A tradtional Japanese red dye

10 August 2007

Many traditional women’s under kimonos were red, a lovely soft red. Some one asked how to achieve that red on a silk/cotton cloth.
This was traditionally a red from SAFFLOWER (Japanese-benibana, Carthemus tintorius).
Safflower.jpg
It looks like this red although he says it is an aniline dye (an old vague term but does indicate synthetic dye). Very little is written about how to dye with it except in the appendix of Wada’s book, Shibori, page 285.

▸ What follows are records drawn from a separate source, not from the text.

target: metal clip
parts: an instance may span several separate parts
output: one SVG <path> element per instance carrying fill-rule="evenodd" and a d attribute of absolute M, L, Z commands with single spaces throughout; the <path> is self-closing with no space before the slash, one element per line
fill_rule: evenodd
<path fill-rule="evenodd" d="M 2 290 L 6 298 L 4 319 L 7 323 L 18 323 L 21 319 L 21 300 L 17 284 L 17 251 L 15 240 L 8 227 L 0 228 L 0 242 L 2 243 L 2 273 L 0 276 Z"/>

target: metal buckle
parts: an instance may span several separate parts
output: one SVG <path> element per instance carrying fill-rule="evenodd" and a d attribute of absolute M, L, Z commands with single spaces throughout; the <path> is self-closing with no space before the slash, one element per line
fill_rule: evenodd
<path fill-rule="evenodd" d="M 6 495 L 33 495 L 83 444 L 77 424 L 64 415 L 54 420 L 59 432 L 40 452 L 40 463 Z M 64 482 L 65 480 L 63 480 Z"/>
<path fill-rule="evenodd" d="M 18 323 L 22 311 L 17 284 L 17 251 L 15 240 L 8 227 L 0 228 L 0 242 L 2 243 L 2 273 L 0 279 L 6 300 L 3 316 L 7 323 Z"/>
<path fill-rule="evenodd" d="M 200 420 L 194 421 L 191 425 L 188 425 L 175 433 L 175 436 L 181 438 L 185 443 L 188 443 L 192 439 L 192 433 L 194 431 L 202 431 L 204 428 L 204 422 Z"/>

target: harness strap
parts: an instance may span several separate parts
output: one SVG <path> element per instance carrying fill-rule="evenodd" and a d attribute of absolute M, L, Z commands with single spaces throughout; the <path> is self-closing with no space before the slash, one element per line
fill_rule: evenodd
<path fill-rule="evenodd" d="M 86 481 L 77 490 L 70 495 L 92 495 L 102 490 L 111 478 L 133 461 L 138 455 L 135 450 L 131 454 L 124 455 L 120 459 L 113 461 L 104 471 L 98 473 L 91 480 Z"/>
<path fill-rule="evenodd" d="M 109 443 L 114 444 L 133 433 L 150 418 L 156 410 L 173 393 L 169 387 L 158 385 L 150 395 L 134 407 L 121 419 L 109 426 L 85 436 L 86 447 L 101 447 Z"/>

The red color is rather fugitive and not used much outside of Japan because of other more fast natural red dyes; madder, kermes, lac and cochineal. The ephemeral nature of the dye appealed to the tradtional Japanese. The petals of the safflower contain many dyes; yellow and red are the predominate ones. To get to the red dye the yellow one must be extracted first and removed. Then one can extract the red dye for use. On the other hand this one dye source, safflower petals, can produce a whole range of colors from yellows,saffron, oranges, pinks, reds and browns. Dried safflower petals can be purchased at some Chinese herb shops.
Natural dyes have no affinity for any fiber one must use a mordant to bind the dyestuff to the fiber. The mixed fibers cotton and silk can both be dyed with safflower. I would probably use a alum-tannin-alum mordant to make sure that the cotton dyed well.
Not a dye for instant gratification. But red.